Carrier-imposed surcharges this year exceeded $2,000 for business class roundtrips to London Heathrow originating at New York JFK, according to American Express Global Business Travel.
Labeled as YQ or YR, these international ticket surcharges are not subject to negotiated corporate discounts. Travel management companies cannot earn commissions on those dollars. Often described as covering the cost of fuel, carrier-imposed surcharges also include distribution-related surcharges, credit card fees and environmental cost surcharges.
Aviation fuel surcharges emerged a few decades ago. In 2012, the U.S. Department of Transportation required that for airlines adding a fee described as a “fuel surcharge” to a ticket price, “that amount must actually reflect a reasonable estimate” of per-passenger fuel costs.
In many cases, airlines renamed the surcharge rather than tying it to actual jet fuel costs or removing it. “Carrier-imposed” surcharges became amorphous.
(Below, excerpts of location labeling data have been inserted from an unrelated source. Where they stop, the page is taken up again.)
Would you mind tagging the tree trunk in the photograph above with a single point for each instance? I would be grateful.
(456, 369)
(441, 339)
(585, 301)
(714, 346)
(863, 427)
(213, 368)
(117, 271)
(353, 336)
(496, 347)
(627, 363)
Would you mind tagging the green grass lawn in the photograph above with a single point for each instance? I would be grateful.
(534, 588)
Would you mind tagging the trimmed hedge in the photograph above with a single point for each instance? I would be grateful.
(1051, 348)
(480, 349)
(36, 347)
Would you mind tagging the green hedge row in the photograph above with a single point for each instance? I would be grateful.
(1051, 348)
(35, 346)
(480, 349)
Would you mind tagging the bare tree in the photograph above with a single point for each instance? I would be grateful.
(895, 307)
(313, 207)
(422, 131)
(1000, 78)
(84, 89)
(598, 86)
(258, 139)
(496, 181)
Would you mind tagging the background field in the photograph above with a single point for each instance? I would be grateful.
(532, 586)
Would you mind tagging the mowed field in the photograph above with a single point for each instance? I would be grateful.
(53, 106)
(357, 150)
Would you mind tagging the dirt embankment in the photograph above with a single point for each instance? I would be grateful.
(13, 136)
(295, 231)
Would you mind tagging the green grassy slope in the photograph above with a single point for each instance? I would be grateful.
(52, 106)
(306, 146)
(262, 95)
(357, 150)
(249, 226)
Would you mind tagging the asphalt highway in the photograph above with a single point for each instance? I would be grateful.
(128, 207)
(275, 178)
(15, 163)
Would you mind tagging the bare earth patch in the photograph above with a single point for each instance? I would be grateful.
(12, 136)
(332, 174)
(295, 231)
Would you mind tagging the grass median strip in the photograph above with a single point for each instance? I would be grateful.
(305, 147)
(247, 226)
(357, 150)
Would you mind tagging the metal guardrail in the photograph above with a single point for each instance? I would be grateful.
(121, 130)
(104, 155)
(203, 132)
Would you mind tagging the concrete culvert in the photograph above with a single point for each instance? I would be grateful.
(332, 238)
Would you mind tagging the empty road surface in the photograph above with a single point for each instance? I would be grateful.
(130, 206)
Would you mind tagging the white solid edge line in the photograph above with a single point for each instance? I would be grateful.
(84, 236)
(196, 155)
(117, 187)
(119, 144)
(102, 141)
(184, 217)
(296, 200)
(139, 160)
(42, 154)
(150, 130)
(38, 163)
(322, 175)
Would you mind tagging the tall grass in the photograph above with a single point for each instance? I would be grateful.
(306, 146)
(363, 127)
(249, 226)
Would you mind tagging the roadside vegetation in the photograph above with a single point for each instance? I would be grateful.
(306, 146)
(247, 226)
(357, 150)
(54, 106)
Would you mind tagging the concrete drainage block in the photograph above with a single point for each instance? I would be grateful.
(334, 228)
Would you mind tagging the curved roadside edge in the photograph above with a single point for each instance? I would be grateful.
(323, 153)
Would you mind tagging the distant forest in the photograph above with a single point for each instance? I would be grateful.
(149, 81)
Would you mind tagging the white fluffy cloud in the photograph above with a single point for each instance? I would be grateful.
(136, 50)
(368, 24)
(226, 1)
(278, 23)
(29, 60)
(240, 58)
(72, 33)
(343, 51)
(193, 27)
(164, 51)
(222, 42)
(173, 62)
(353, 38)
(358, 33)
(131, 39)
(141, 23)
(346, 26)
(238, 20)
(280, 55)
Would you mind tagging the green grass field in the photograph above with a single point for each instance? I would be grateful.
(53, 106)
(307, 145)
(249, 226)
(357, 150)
In economy class, the fare itself can be a pittance compared with the carrier-added fees, which may be nonrefundable on nonrefundable tickets.
During the past two years, business class passengers originating at New York JFK and flying to London Heathrow on roundtrip tickets paid carrier-imposed surcharges that averaged about 40 percent higher than those added to roundtrip tickets on the same route originating at Heathrow, according to GBT.
Since 2019, JFK-Heathrow carrier-imposed surcharges increased by 80 percent on tickets booked through GBT, according to GBT’s business class data, while jet fuel prices bounced around.